The Monty Python troupe — excluding Terry Gilliam of course — are completely hopeless at it.
Michael Caine, also not so good. Might be because he’s from Bob Hoskins’s neighborhood, and the cockney just can’t be shaken.
Generally though, most British actors either make pretty authentic Americans (Anthony Hopkins, Helen Mirren, Tracy Ullman), or maybe make the occasional slip-up (Tim Roth, Sam Neil, Nigel Hawthorne). Nothing that provokes “gawd 'elp us” ridicule though, at least not from me.
Can I just add that I know plenty of people who have been fooled by Gwyneth Paltrow (in Sliding Doors)? Even seeing it while ‘knowledgeable’, she was hard to fault as an annoying home-counties public-school idiot
There have been plenty of threads about this in the past. I’m not griping, just saying that if you’re interested in this subject there’s plenty of Doper opinion for you to peruse.

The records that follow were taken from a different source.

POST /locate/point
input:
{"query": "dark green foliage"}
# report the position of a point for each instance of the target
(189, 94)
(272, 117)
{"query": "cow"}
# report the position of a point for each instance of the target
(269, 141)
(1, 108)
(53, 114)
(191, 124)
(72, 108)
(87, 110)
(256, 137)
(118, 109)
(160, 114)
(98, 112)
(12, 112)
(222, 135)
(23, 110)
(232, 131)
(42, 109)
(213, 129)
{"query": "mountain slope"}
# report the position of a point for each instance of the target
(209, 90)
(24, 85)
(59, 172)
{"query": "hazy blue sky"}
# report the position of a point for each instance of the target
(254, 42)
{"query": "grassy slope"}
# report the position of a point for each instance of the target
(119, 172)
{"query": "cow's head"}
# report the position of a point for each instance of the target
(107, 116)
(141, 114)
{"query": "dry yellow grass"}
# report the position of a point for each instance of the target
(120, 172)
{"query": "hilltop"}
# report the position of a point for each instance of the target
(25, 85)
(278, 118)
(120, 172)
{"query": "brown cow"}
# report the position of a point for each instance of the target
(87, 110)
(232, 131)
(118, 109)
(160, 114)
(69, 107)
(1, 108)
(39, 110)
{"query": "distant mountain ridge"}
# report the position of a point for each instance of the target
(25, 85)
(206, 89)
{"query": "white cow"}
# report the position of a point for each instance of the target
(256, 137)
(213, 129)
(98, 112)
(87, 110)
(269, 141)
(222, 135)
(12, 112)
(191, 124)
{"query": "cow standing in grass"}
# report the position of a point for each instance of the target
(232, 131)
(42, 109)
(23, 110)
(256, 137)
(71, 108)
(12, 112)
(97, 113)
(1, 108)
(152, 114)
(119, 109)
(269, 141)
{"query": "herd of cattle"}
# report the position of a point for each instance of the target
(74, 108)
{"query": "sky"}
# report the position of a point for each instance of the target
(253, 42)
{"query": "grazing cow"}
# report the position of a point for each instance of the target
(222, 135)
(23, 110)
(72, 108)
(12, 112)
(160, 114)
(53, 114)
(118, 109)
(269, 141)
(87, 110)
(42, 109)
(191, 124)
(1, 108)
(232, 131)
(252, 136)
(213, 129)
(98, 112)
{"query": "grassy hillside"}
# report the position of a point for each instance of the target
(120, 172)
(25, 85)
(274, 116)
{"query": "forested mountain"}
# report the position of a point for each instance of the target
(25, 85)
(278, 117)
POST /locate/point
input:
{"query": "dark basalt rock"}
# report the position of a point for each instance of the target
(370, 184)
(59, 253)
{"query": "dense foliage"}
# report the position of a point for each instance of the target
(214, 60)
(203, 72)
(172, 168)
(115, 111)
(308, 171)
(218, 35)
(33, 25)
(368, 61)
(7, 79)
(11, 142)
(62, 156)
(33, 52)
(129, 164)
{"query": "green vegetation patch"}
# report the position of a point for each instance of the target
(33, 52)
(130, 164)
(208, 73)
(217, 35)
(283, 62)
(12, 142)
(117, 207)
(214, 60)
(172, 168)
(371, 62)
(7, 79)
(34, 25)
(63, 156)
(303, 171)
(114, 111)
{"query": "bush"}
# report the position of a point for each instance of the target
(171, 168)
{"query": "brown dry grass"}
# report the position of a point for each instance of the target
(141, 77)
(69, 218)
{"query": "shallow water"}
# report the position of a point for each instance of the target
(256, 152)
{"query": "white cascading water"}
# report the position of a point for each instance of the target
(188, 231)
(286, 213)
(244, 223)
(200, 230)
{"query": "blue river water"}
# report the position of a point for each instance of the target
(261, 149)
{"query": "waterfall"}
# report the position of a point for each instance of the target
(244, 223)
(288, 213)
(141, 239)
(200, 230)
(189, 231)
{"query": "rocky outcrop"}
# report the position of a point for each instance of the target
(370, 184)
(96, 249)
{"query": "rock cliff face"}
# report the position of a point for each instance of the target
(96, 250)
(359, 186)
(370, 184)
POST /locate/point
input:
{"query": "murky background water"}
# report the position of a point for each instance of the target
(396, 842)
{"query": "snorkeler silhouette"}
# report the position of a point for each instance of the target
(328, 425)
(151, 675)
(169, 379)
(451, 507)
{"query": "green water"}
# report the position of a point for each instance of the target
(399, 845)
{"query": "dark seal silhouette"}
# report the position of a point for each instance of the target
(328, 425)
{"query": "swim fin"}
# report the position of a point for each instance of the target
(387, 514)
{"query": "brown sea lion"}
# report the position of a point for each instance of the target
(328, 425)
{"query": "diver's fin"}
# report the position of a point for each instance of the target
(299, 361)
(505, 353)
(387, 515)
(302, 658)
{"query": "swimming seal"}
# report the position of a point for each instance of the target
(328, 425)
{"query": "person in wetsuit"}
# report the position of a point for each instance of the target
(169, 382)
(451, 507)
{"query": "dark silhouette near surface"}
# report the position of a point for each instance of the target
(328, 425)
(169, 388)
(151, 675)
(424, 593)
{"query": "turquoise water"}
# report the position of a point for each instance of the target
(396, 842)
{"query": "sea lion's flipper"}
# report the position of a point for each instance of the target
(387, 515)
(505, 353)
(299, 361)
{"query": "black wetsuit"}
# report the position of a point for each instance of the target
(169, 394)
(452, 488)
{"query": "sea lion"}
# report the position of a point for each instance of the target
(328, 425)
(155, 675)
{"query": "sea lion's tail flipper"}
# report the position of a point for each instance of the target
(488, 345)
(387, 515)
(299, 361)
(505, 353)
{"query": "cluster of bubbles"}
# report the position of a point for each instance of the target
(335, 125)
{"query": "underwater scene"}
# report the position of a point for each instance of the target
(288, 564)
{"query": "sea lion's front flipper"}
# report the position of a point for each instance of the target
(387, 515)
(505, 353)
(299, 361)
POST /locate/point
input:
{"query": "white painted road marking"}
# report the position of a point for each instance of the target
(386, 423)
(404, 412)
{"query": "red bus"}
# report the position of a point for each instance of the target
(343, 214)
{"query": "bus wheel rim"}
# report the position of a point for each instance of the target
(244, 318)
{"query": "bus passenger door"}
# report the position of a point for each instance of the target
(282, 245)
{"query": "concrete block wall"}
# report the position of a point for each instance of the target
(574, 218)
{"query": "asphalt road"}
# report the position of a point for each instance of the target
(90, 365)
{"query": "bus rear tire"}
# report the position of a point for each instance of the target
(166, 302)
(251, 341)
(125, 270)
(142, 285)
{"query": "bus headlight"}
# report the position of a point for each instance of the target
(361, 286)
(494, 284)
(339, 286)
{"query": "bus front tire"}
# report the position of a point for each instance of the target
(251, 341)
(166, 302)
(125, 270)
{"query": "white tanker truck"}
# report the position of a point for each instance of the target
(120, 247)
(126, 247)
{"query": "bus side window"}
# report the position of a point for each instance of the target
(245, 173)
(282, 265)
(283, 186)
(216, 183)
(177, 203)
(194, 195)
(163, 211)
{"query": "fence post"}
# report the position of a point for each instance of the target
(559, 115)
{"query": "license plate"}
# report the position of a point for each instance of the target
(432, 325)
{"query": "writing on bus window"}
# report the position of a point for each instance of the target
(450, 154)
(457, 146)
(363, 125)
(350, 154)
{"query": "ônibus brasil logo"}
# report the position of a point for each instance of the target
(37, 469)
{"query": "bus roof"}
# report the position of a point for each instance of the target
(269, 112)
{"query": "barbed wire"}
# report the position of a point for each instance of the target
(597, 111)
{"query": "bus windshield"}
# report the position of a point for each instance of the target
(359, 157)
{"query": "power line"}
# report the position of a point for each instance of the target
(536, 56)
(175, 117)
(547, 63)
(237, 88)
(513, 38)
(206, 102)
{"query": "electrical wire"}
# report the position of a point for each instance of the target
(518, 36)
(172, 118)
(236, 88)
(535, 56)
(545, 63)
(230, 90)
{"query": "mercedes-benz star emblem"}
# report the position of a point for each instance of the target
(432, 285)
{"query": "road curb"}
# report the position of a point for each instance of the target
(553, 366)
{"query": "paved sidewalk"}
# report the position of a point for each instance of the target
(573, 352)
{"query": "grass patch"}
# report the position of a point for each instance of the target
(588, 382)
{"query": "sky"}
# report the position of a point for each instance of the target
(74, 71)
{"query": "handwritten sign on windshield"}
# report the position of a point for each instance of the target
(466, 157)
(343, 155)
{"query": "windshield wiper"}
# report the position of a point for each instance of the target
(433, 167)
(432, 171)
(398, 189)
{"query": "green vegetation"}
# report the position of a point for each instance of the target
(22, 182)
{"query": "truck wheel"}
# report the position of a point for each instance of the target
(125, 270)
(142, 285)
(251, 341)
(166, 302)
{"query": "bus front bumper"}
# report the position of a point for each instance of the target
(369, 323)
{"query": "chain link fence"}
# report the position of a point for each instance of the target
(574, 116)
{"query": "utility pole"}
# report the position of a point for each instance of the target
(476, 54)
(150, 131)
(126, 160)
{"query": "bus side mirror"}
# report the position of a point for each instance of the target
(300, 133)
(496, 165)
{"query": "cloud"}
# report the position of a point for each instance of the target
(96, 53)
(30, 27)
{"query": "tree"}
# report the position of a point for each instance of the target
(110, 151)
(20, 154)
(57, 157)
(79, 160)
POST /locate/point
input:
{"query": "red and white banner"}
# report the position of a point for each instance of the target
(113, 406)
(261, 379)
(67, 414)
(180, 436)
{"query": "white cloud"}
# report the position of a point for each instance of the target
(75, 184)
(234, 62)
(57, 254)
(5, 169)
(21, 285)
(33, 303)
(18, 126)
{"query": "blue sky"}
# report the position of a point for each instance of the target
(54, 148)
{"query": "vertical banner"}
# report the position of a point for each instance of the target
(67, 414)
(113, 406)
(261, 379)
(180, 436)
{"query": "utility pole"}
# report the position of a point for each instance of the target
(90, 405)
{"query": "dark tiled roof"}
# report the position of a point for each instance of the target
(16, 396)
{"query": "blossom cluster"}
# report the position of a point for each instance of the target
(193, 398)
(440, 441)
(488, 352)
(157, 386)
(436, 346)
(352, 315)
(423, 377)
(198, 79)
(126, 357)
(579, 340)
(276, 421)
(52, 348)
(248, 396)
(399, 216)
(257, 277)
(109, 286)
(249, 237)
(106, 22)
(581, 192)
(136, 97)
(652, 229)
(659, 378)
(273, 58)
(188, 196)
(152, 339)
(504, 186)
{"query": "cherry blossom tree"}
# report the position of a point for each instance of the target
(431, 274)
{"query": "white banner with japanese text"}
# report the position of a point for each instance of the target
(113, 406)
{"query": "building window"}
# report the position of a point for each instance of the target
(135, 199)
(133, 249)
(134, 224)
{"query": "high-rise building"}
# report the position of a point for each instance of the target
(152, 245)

The Spinal Tap guys are generally considered to have done a very good job indeed. It helps that British rock stars of the 1960s and 70s tended to pick up a slightly transatlantic twang, but they fooled plenty of Brits too.
Gwyneth Paltrow is really good, at southern British accents at least (I haven’t heard her attempt at a Birmingham accent yet). She’s got the glottal stops and the vowel sounds that you don’t hear in American English, everything. Perhaps sometimes she overdoes it and sounds almost hyper-British - her accent in Shakespeare in Love sounded stilted to me, but in Sliding Doors she was spot-on. I wouldn’t have known that she wasn’t British.
Ah, the luminous Ms Paltrow can indeed do the Brit quite well (e.g. in “Sliding Doors”). But she could be speaking Swahili for all I care.
And, yep, the geezers in “Spinal Tap” were indeed consistently believable. Of course, there’s always Ms Streep. So on reflection I’m probably blinded by the atrociousness of Dick Van Dyke. And Anthony La Paglia as Daphne’s “Mancunian” (tee hee) brother in “Frasier” - but he’s from Adelaide.